The expression regulation of the HSPA1B gene in patients with myositis is not dependent on the presence of HLA-DRB1*03 risk allele

Background and objectives Genes within the major histocompatibility complex (MHC) region has a strong genetic relevance in autoimmunity development. The involvement of the class I and class II genes, as well as class III (non-Class I/II MHC) genes has been proposed. For the myositis development, the HLA-DRB1*03 is a known risk factor in Caucasian population. However, there are another genes appearing to be significant players in the ethiology of myositis located near the HLA-DRB1 locus. In the present study the authors have focused on one of these risk factors – the regulation of MHC-linked inducible HSP70 genes expression and their relation to the known immunogenetic risk factor located within the MHC (HLA-DRB1*03).

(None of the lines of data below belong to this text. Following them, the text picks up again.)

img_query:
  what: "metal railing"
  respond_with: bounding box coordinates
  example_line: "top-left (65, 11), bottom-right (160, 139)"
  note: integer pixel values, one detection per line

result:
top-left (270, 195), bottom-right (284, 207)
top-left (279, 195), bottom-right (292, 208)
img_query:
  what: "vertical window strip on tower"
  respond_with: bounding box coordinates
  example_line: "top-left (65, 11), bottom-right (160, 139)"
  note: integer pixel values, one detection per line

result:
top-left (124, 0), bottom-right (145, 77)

Materials and methods The authors have investigated the gene specific HSP70 expression in 20 patients with dermatopolymyositis and 15 healthy people matching in age as control samples. Expression levels of the two inducible HSP70 genes (HSPA1A, HSPA1B) were analysed both in patients and controls. Both of the groups were additionally genotyped for HLA-DRB1 locus. Myositis-specific and associated autoantibodies were also identified in patients. Results The expression of both, the HSPA1A and HSPA1B genes was significantly upregulated (p<0.001; p<0.05) in patients suffering from myositis when compared to controls. The expression regulation of the HSPA1A was found to be associated with the presence of the HLA-DRB1*03 risk allele in patients. However, this was not observed for the HSPA1B gene. In contrast, the authors found a positive correlation between the expression regulation of the HSPA1B gene and the presence of disease specific autoantibodies in myositis patients. Additionally, positive correlation between the presence of disease specific autoantibodies and the HLA-DRB1*03 risk allele was found. None of these observations were found in healthy controls. Conclusions The results suggest that the two MHC-linked inducible genes are differentially expressed in dependence on the autoantibody or HLA risk allele presence. The differential gene expression regulation shows that the HSPA1B is an – on HLA-DRB1 – independent molecular marker for myositis development.